Uma das dificuldades apontadas por membros do Ministério Público para que as ações penais por crimes econômicos tenham eficácia - ou seja, gerem condenações - é o nível de exigência das provas. De acordo com o procurador Fernando de Almeida Martins, do Ministério Público Federal em Minas Gerais, na ação cível o indício de uma fraude é suficiente para levar à condenação na Justiça. Já no caso da ação penal, "o nível de prova exigido é absolutamente inviável", diz. Segundo ele, o sistema penal brasileiro tem diversas falhas que praticamente inviabilizam a punição do crime econômico. "Atuar na área penal é pedir para pagar um psicólogo, tamanha a frustração", diz o procurador, que há dez anos deixou a área penal e hoje atua na área de direitos do consumidor. "A prova indiciária (reunião de indícios que comprovem a prática de um crime) é muito difícil de ser aceita pela Justiça em matéria penal", afirma o procurador regional da República na 5ª Região Sady d'Assumpção Torres Filho.

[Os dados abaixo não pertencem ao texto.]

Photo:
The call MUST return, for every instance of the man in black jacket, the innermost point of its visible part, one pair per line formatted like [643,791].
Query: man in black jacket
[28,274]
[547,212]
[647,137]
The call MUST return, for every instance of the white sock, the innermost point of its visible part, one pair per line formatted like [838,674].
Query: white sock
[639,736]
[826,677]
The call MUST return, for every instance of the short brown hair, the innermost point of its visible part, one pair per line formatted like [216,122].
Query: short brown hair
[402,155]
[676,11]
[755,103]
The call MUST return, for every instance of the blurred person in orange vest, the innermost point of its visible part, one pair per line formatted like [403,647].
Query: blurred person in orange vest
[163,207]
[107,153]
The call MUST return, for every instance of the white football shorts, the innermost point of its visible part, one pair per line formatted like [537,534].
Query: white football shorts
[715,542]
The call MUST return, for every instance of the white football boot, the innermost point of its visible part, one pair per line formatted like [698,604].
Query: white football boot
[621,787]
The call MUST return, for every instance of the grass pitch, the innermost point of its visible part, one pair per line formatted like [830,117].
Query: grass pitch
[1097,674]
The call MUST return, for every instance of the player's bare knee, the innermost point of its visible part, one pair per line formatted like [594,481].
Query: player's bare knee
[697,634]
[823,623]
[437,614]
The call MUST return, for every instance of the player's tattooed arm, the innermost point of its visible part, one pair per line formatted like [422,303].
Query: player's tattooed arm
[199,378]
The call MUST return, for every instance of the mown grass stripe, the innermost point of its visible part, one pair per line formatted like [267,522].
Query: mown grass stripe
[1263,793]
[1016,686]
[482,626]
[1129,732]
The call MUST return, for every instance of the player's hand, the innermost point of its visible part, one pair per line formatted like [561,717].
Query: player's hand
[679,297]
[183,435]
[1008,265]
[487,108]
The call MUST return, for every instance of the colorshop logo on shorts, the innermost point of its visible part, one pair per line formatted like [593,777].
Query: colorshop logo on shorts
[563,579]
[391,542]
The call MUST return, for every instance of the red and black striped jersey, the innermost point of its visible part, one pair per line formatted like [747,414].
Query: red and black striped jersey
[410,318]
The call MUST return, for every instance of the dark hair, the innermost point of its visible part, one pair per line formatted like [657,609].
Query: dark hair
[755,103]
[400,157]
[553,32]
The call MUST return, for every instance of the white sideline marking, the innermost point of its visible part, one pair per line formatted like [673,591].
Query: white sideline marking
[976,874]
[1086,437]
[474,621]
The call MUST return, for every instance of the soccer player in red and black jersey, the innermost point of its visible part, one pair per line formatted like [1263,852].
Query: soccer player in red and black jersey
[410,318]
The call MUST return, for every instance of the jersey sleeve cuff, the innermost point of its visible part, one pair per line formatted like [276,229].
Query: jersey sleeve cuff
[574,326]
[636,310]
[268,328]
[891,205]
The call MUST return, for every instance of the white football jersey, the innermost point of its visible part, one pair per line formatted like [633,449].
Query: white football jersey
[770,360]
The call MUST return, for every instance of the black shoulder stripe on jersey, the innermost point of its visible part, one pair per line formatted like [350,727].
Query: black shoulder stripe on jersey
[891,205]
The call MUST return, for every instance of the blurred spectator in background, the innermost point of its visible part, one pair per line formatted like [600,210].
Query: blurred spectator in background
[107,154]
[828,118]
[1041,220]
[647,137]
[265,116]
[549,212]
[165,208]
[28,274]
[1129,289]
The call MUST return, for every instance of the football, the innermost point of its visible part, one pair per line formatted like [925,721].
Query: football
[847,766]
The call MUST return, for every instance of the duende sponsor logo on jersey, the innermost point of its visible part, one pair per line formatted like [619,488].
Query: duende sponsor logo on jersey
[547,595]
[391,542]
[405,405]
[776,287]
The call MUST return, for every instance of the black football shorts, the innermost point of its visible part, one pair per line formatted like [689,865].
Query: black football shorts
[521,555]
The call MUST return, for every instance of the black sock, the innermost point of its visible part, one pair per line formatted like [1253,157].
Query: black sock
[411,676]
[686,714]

Para o procurador da República no Rio de Janeiro, Antônio do Passo Cabral, que atua na área de crimes financeiros, criou-se ao longo do tempo o que ele chama de "fetiche da prova técnica" na esfera penal - e um dos exemplos disso é o boom de interceptações telefônicas dos últimos anos. Em um levantamento realizado nos tribunais brasileiros, o Conselho Nacional de Justiça (CNJ) identificou, em agosto deste ano, 7,5 mil linhas telefônicas interceptadas com autorização judicial, um volume 40% menor do que em outubro do ano passado, quando foram encontrados 12 mil grampos com autorização judicial. Já a CPI dos Grampos instalada no Congresso Nacional em dezembro de 2007 chegou a estimar a existência de 400 mil escutas no país. Segundo o procurador, a escuta acabou se tornando uma prova indispensável pela resistência dos juízes em condenar diante da probabilidade de existência de um crime a partir dos indícios. "Há um preconceito em se admitir a prova persuasiva, feita por indícios, ainda que o Supremo Tribunal Federal (STF) já tenha jurisprudência no sentido de que pode haver condenação criminal por indícios", diz.